A vez agora é da Assembleia Legislativa do Estado de São Paulo: no próximo dia 27 de julho, acontecerá leilão para a compra de 56 automóveis de luxo. Não bastasse o inoportuno momento para a compra de tais veículos, as especificações exigidas pela casa legislativa só faltaram dizer “tipo GM Cruze”.

Onde pretendo chegar hoje: acostumamo-nos a ser complacentes com as benesses concedidas a membros dos poderes, como se fossem devidas. Mas, mais uma vez, relembro que tais cargos têm o cunho de serem exercidos em prol do Múnus Público, ou a favor da comunidade/coletividade.

Como cidadão comum, o Estado paga seu transporte para ir trabalhar? Eu acho que não né. E porque alguém, eleito pelo povo para defender seus interesses, precisa receber do Estado um carro com um motorista para ir trabalhar? Não consigo entender.

Imagine o quanto gastamos com a troca da frota no Brasil, mais as manutenções dos carros, o combustível, os motoristas (francamente né… neo feudalismo???). Além da economia que seria feita com a destinação adequada da verba para saúde, educação e segurança pública, por exemplo, a “sujeição” de nossos representantes às mesmas condições que nós, seres normais, ainda serviria para que eles fortalecessem a ideia da necessidade da constante melhoria nos transportes públicos.

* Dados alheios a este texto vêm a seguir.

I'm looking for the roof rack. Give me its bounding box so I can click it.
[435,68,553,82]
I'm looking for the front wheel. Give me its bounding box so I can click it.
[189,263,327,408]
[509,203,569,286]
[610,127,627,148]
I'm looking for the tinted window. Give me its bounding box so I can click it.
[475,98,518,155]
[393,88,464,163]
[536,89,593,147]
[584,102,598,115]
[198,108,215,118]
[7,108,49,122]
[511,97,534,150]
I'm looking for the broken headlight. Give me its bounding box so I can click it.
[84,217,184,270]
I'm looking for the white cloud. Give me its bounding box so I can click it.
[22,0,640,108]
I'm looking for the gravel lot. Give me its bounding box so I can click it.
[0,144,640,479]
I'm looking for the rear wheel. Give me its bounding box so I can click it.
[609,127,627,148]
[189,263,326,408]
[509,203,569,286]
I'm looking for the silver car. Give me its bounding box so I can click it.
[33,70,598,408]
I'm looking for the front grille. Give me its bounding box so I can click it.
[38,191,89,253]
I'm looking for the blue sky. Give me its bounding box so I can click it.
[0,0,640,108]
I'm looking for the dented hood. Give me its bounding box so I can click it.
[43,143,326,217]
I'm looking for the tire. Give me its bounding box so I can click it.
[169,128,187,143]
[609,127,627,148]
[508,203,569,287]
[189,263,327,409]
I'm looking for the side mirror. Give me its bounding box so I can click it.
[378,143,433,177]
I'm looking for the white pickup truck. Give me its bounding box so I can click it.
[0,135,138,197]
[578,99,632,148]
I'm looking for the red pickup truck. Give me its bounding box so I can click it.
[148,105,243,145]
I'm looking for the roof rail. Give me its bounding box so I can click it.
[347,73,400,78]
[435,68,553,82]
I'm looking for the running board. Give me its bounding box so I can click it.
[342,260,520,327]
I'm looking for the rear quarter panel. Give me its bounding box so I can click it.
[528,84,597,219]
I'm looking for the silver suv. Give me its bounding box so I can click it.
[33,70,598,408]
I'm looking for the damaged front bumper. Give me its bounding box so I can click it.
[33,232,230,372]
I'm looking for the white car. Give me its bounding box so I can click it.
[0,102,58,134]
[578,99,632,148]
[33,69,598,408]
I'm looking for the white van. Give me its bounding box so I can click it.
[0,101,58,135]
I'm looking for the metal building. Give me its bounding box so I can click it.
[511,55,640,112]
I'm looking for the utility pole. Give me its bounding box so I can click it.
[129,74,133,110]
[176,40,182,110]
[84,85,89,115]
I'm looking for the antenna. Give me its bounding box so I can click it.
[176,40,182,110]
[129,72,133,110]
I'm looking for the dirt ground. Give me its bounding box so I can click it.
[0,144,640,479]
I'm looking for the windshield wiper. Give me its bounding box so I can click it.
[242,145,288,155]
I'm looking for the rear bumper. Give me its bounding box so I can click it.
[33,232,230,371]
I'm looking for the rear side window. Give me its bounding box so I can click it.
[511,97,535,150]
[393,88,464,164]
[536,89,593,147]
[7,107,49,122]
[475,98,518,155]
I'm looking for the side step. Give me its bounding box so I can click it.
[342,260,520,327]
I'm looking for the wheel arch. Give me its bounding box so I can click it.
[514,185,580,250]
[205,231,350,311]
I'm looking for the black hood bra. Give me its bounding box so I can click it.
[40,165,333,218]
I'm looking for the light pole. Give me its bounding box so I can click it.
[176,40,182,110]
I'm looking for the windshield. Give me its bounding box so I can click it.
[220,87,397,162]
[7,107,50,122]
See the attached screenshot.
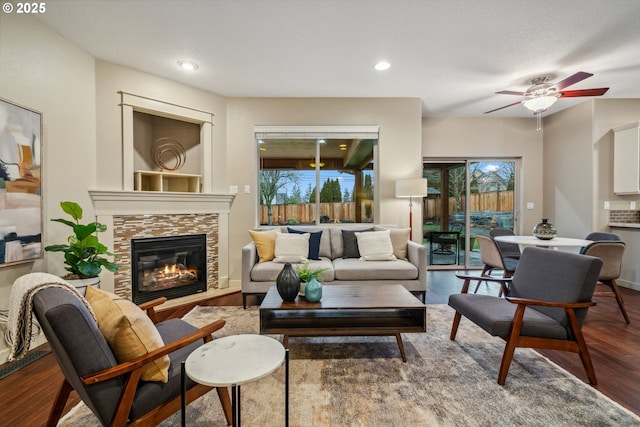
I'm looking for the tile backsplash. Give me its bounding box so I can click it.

Tenho vergonha desse tipo de conduta. Tenho vergonha de ligar para o 193 de minha cidade ao ver um idoso atropelado e ouvir do Bombeiro que a cidade só conta com um SAMU (moro em uma das melhores cidades do Estado de São Paulo, com 250 mil habitantes) … Na hora pensei em como dever ser em Teresina, cidade onde meus avós nasceram no Piauí. Estamos a deriva? Mas acredito muito na força dos jovens que estão passando para os concursos da Receita, Polícia, Tribunais de Contas. Não é possível que ainda aceitemos isso por muito tempo.